130821 20:12:07 [Note] WSREP: Node 1 (db4.example.com) requested state transfer from '*any*'. Selected 0 (db3.example.com)(SYNCED) as donor.
130821 20:12:07 [Note] WSREP: Shifting PRIMARY -> JOINER (TO: 44)
130821 20:12:07 [Note] WSREP: Requesting state transfer: success, donor: 0
130821 20:13:10 [Warning] WSREP: 0 (db3.example.com): State transfer to 1 (db4.example.com) failed: -1 (Operation not permitted)
130821 20:13:10 [ERROR] WSREP: gcs/src/gcs_group.c:gcs_group_handle_join_msg():719: Will never receive state. Need to abort.
130821 20:13:10 [Note] WSREP: gcomm: terminating thread
130821 20:13:10 [Note] WSREP: gcomm: joining thread
130821 20:13:10 [Note] WSREP: gcomm: closing backend
130821 20:13:11 [Note] WSREP: view(view_id(NON_PRIM,1694931b-0a8b-11e3-0800-11c89939f034,4) memb {
2ecb4dfa-0a8d-11e3-0800-d1d310d8d2ff,
} joined {
} left {
} partitioned {
1694931b-0a8b-11e3-0800-11c89939f034,
})
130821 20:13:11 [Note] WSREP: view((empty))
130821 20:13:11 [Note] WSREP: gcomm: closed
130821 20:13:11 [Note] WSREP: mysqld: Terminated.
Aborted
root@db4:~# Parent mysqld process (PID:4643) terminated unexpectedly.
/usr//bin/wsrep_sst_common: line 94: /dev/stderr: Permission denied
After endless googling (with no result), we found by chance the problem was that port 4444 used by rsync replication was closed between the servers. After opening the port on firewall (accept everything from each other) everything works fine.

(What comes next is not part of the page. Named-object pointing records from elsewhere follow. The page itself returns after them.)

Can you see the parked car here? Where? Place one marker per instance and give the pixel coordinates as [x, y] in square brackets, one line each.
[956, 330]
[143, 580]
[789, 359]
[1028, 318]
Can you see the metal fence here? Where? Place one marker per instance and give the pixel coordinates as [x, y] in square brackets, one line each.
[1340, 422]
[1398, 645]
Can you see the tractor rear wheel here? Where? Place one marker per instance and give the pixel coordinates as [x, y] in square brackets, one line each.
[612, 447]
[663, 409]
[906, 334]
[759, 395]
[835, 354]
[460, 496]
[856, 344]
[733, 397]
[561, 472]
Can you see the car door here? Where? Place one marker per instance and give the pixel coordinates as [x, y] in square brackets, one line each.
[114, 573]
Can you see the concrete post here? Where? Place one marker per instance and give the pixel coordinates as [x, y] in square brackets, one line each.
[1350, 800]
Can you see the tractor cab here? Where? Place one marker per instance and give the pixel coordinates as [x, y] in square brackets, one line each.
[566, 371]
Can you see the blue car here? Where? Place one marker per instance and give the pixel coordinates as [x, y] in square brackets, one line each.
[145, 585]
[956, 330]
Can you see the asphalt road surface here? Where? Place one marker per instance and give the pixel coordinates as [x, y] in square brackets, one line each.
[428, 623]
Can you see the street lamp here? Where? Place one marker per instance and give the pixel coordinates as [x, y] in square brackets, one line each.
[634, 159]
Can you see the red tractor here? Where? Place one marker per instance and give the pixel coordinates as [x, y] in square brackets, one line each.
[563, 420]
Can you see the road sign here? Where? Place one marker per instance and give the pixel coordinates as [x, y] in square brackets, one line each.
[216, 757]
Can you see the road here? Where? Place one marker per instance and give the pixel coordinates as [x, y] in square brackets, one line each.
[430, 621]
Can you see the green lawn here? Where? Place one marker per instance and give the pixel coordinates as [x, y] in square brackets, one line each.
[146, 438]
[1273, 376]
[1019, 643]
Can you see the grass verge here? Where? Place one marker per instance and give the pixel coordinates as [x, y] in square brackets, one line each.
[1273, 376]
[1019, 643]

The message was not very descriptive. So if you end up with:
[Warning] WSREP: 0 (db3.example.com): State transfer to 1 (db4.example.com) failed: -1 (Operation not permitted)

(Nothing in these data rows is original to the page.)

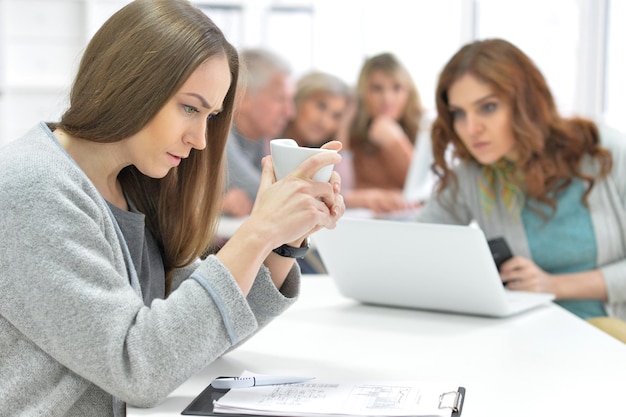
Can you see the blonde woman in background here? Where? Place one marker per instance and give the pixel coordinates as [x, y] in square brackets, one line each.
[324, 104]
[383, 134]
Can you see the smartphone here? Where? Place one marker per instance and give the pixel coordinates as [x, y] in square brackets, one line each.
[499, 250]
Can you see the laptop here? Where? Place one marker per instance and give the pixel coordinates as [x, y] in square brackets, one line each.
[424, 266]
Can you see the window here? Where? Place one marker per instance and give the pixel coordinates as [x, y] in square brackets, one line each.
[615, 85]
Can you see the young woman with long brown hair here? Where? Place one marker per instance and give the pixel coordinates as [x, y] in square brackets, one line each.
[105, 216]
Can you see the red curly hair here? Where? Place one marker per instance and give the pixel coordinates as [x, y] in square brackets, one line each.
[550, 147]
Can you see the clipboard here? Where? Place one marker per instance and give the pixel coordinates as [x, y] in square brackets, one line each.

It could mean that your replication settings are good, but the connection itself is not working.
EDIT
It could also be a problem where the rsync daemon does not stop properly and is not detected by mariadb as running. It needs to be killed manually to free up the 4444 port.